A lot of attention has been given to the ballooning private aviation market in Asia — and rightly so! But what about other parts of the world? For instance, what’s going on in the Middle East?

The Middle East and Northern Africa region is one of the fastest growing and most attractive aviation markets in the world. Middle East Business Aviation Association (MEBAA) predicts growth of 15-20 percent in the area over the next six years, achieving a market value of $1 billion by 2018.

Even though political unrest troubles the Middle East, private aviation continues to grow. For companies serious about doing business there, a private jet is a serious competitive advantage. Many locations in Afghanistan, Iraq and parts of Africa are unreachable except by air, and commercial airlines don’t offer frequent flights there.

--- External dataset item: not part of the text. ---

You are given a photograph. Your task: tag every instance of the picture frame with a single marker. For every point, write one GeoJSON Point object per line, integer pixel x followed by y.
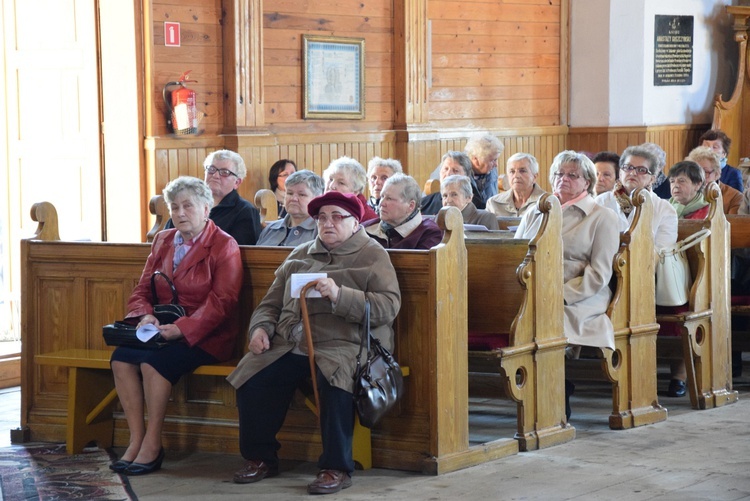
{"type": "Point", "coordinates": [333, 77]}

As in Asia, inadequate aviation infrastructure is certainly an obstacle to rapid growth of the private aviation market.

“The support infrastructure in the Middle East remains weak and does not meet the market demands,” explains Bilal Yousuf of Al Jaber Aviation LLC.

Most of the jets in the Middle East region are mid-sized, typically seating between six and 19 passengers. However, some of the largest private jets in the world are in the United Arab Emirates and Qatar, including this Boeing 747 V.I.P., which could seat 460 but instead has a two-car garage, horse and camel stables , and a rotating prayer room that always faces Mecca. Wow!